Analysis of post-treatment outcomes in group therapy studies under open enrollment
*Susan Paddock, RAND Corporation 
Terrance Dean Savitsky, RAND Corporation 

Keywords: Bayesian methods, conditionally autoregressive prior, multilevel model, multiple membership model, substance abuse treatment

Group therapy is a central treatment modality for behavioral health disorders such as alcohol and other drug use and depression. Since group therapy is often delivered under an open admissions policy, where new clients are continuously enrolled into a therapy group as space permits, it is desirable to design group therapy intervention studies accordingly. However, client attendance patterns under open admissions policies result in a complex correlation structure among client outcomes. Despite the ubiquity of open admissions in practice, guidance is needed on how to properly analyze post-treatment outcomes data collected from clients when the goal is to obtain an estimate of the intervention effect following treatment. To account for the fact that each post-treatment client outcome summarizes the effect of a client’s attendance of multiple sessions, we fit multiple membership models to client outcomes data.
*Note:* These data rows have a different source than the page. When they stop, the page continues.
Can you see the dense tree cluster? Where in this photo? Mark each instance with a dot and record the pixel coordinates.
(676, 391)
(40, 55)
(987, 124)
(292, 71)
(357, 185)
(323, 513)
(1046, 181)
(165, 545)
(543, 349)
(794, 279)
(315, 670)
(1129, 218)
However, to address the limitation of standard multiple membership models in this context, we fully model the interrelatedness of client depressive symptom scores by assuming a conditionally autoregressive prior for session-level random effects in the multiple membership model. We compare the performance of our approach with the standard multiple membership approaches as well the commonly-employed approach of ignoring the correlation structure and demonstrate improved performance with our approach in the context of a study that delivered group cognitive behavioral therapy for depression to clients in residential substance abuse treatment.